Suleyman was killed in
Antioch in 1086 by
Tutush I, the Seljuq ruler of
Syria, and Suleyman's son
Kilij Arslan I was imprisoned. When Malik Shah died in 1092,
Kilij Arslan was released and immediately established himself in his father's territories. He was eventually defeated by soldiers of the
First Crusade and driven back into south-central Anatolia, where he set up his state with capital in Konya. In 1107, he ventured east and captured
Mosul but died the same year fighting Malik Shah's son Mehmed Tapar.
Meanwhile, another Rûm Seljuq,
Melikshah (not to be confused with the
Great Seljuq sultan of the same name), captured Konya. In 1116 Kilij Arslan's son,
Mesud I, took the city with the help of the Danishmends. Upon Mesud's death in 1156, the sultanate controlled nearly all of central Anatolia. Mesud's son,
Kilij Arslan II, captured the remaining territories around Sivas and
Malatya from the last of the Danishmends. At the
Battle of Myriokephalon in 1176, Kilij Arslan also defeated a
Byzantine army led by
Manuel I Comnenus, dealing a major blow to Byzantine power in the region.

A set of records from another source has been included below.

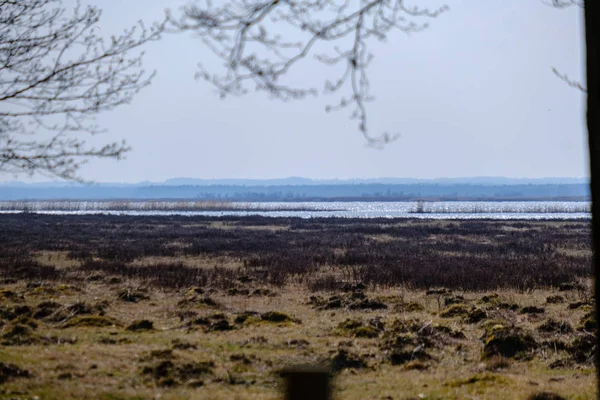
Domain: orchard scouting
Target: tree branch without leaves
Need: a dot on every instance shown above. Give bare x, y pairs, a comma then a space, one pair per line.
241, 33
56, 75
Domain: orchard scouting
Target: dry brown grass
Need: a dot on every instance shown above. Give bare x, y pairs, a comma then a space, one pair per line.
108, 362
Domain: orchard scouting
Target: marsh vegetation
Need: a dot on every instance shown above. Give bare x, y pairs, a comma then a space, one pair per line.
120, 307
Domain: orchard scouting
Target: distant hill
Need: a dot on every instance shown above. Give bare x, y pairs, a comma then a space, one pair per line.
303, 189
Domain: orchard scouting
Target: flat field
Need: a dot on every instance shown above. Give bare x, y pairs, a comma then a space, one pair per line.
123, 307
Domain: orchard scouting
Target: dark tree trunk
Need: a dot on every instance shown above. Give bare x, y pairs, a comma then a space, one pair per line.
592, 34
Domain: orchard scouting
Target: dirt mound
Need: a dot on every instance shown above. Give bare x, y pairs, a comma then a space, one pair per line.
355, 300
533, 310
356, 328
168, 373
10, 371
475, 315
17, 335
141, 325
509, 342
557, 299
95, 321
343, 359
409, 340
11, 313
554, 326
132, 295
588, 322
455, 310
583, 348
545, 396
276, 317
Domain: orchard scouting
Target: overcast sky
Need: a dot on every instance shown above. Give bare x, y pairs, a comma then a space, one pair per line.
474, 95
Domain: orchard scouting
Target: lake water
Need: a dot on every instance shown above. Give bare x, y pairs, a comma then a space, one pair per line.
427, 210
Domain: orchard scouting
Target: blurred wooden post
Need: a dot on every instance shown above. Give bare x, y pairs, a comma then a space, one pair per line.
306, 383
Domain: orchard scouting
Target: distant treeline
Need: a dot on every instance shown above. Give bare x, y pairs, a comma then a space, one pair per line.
350, 192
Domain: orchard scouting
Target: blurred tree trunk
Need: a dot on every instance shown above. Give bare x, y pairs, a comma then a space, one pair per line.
592, 34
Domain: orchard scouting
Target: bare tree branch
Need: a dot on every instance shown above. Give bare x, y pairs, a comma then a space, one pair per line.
56, 75
241, 33
568, 81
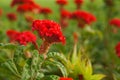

Despite a temporary occupation of Konya in 1190 by
German forces of the
Third Crusade, the sultanate was quick to recover and consolidate its power.
After the death of the last sultan of Great Seljuq,
Tuğrul III, in 1194, the
Seljuqs of Rum became the sole ruling representatives of the dynasty.
Kaykhusraw I seized Konya from the
Crusaders in 1205. Under his rule and those of his two successors,
Kaykaus I and
Kayqubad I, Seljuq power in Anatolia reached its apogee. Kaykhusraw's most important achievement was the capture of the harbour of
Attalia (Antalya) on the Mediterranean coast in 1207. His son Kaykaus captured Sinop and made the
Empire of Trebizond his vassal in 1214. He also subjugated
Cilician Armenia but in
1218 was forced to surrender the city of
Aleppo acquired from al-Kamil. Kayqubad continued to acquire lands along the Mediterranean coast from 1221 to 1225. In the 1220s, he sent an expeditionary force across the Black Sea to
Crimea. In the east he defeated the Mengüceks and began to pressure on the Artuqids.